Geral Reparação Garantida
Justiça manda Icaraíma devolver cobranças ilegais de regularização de imóveis
Moradores de baixa renda de Porto Camargo pagaram por serviços que, segundo a lei, deveriam ser custeados pelo Poder Público
21/07/2026 15h00
Por: Alex Miranda
Ilustrativa

Moradores de baixa renda do Distrito de Porto Camargo, em Icaraíma, deverão ser ressarcidos por valores cobrados indevidamente durante um programa de regularização fundiária. A decisão foi tomada pela 4ª Câmara Cível do Tribunal de Justiça do Paraná (TJ-PR), após ação civil pública movida pelo Ministério Público do Paraná (MPPR).

O caso envolve cidadãos que participaram, entre 2019 e 2020, do processo de Regularização Fundiária Urbana de Interesse Social (Reurb-S), modalidade destinada a famílias de baixa renda. Durante o procedimento, o Município de Icaraíma repassou aos moradores despesas referentes a serviços de medição topográfica e documentação realizados por uma empresa privada contratada pela própria administração municipal.

De acordo com a legislação federal que regulamenta a Reurb-S, os custos relacionados ao processo de regularização devem ser assumidos pelo Poder Público. Por esse motivo, o MPPR considerou ilegal a cobrança feita aos moradores e levou o caso à Justiça.

Após tramitar na Vara da Fazenda Pública de Icaraíma, a ação foi analisada pelo Tribunal de Justiça, que acolheu o pedido do Ministério Público e condenou o município a devolver os valores pagos pelos cidadãos prejudicados. A decisão já transitou em julgado, o que significa que não cabem mais recursos.

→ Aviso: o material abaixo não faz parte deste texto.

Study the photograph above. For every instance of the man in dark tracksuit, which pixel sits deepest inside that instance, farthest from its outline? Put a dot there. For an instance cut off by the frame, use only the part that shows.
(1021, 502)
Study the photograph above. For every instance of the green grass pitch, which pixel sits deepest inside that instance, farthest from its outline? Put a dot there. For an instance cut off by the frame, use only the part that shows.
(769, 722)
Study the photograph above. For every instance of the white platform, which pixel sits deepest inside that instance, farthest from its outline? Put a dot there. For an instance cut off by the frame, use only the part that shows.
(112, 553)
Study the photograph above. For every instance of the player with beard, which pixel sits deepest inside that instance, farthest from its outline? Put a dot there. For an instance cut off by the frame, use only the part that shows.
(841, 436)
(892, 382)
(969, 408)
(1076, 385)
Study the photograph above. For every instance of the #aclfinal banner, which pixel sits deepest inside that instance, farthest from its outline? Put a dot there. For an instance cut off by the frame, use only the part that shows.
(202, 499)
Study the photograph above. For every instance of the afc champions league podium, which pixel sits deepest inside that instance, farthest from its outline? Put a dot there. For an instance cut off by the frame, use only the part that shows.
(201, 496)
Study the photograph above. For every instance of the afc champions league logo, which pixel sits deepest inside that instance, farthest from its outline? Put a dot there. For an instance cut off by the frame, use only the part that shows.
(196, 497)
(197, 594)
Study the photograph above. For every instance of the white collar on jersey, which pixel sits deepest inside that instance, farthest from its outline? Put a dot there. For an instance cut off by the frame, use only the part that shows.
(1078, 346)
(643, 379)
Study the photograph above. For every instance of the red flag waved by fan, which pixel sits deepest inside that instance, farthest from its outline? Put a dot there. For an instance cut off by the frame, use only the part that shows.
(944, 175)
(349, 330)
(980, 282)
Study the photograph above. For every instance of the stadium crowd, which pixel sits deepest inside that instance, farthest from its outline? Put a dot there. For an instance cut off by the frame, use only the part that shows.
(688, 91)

Os valores deverão ser restituídos com correção monetária pelo IPCA-E e incidência de juros legais desde a data de cada pagamento.

Como pedir o reembolso

Os moradores de Porto Camargo que pagaram pelas medições e demais serviços podem solicitar individualmente o ressarcimento. Para isso, devem reunir recibos, notas fiscais, comprovantes bancários ou qualquer outro documento que comprove o pagamento feito à empresa responsável.

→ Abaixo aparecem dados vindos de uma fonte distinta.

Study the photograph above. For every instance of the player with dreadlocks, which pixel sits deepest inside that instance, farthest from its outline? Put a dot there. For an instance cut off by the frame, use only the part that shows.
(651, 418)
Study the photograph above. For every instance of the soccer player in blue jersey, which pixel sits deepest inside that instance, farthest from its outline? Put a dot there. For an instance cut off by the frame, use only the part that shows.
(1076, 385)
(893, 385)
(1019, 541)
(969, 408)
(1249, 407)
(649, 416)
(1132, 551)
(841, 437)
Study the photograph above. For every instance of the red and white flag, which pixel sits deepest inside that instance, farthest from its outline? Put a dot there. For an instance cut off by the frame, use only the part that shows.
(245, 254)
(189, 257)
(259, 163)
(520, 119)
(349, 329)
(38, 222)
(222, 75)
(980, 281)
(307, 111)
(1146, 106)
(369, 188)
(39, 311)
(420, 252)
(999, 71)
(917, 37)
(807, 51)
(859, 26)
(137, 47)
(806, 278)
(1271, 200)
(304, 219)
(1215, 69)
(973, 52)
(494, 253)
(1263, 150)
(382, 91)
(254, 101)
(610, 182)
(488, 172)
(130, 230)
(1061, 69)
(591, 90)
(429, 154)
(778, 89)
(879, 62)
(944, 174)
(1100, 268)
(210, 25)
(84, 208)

Com a documentação em mãos, os interessados devem procurar a Defensoria Pública ou um advogado de confiança para ingressar com o pedido individual de cumprimento da sentença na Justiça.

O Ministério Público do Paraná informou que continuará acompanhando o caso para garantir o cumprimento integral da decisão e a reparação dos prejuízos causados aos moradores.